CVE-2024-53947: 
Wolfi vulnerability analysis and mitigation

A SQL Injection vulnerability (CVE-2024-53947) was discovered in Apache Superset before version 4.1.0. The vulnerability stems from improper checks on certain engine-specific PostgreSQL functions, which allows attackers to bypass Apache Superset's SQL authorization. This is a follow-up to CVE-2024-39887, specifically addressing additional disallowed PostgreSQL functions including query_to_xml_and_xmlschema, table_to_xml, and table_to_xml_and_xmlschema (NVD, Security Online).

The vulnerability is classified as an Improper Neutralization of Special Elements used in an SQL Command ('SQL Injection'). The CVSS v4.0 base score is 2.3 (LOW) with the vector string CVSS:4.0/AV:N/AC:L/AT:P/PR:L/UI:N/VC:L/VI:N/VA:N/SC:L/SI:N/SA:N. The issue specifically relates to certain engine-specific functions that are not properly checked in the SQL authorization process (NVD).

When exploited, this vulnerability could allow attackers to bypass Superset's security mechanisms and execute arbitrary SQL queries, potentially leading to data breaches and unauthorized access to sensitive information (Security Online).

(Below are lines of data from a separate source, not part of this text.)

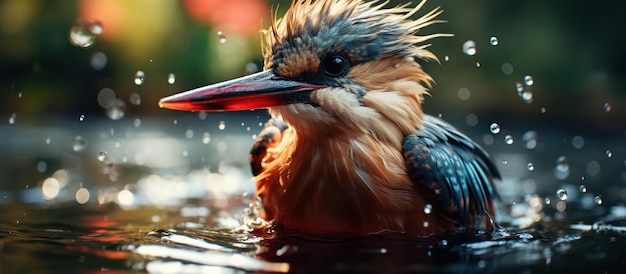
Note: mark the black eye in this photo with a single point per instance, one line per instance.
(336, 65)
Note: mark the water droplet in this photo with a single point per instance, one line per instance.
(102, 156)
(82, 195)
(578, 142)
(561, 194)
(137, 122)
(206, 138)
(494, 128)
(493, 41)
(106, 97)
(98, 61)
(12, 118)
(598, 200)
(507, 68)
(471, 119)
(117, 110)
(189, 133)
(530, 139)
(428, 208)
(464, 93)
(135, 99)
(519, 88)
(527, 96)
(469, 48)
(80, 36)
(140, 77)
(561, 171)
(95, 27)
(508, 139)
(221, 36)
(528, 80)
(42, 166)
(171, 78)
(79, 143)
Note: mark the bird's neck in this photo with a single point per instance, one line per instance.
(352, 184)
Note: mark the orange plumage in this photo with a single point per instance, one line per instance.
(349, 149)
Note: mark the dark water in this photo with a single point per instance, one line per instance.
(171, 197)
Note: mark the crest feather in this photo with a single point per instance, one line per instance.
(367, 29)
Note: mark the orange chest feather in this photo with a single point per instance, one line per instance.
(354, 185)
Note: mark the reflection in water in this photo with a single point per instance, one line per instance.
(142, 196)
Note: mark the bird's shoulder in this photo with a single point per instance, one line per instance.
(269, 137)
(454, 173)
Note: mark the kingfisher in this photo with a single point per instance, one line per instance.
(348, 148)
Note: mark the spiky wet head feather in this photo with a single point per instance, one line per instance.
(363, 31)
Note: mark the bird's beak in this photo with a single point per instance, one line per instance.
(259, 90)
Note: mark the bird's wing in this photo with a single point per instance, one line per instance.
(455, 173)
(270, 136)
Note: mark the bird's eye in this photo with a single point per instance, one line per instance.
(336, 65)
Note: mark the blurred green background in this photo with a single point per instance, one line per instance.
(573, 50)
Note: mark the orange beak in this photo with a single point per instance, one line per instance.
(260, 90)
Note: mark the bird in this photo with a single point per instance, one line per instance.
(348, 148)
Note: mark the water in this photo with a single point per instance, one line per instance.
(157, 211)
(469, 48)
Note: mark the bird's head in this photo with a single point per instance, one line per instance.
(332, 65)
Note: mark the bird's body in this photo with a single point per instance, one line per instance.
(348, 148)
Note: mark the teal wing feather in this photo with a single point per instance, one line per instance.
(454, 173)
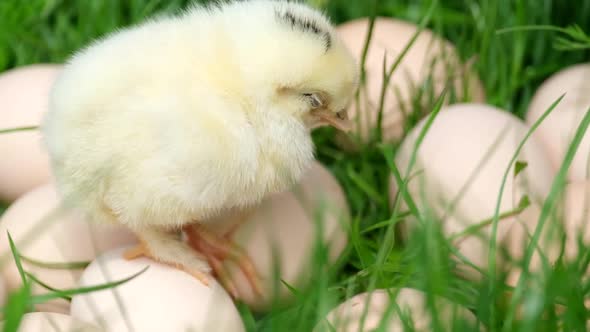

Users are recommended to upgrade to Apache Superset version 4.1.0, which includes the fix for this vulnerability. Alternatively, if immediate upgrading is not feasible, users can manually add the vulnerable PostgreSQL functions (query_to_xml_and_xmlschema, table_to_xml, and table_to_xml_and_xmlschema) to the DISALLOWED_SQL_FUNCTIONS configuration setting (Security Online).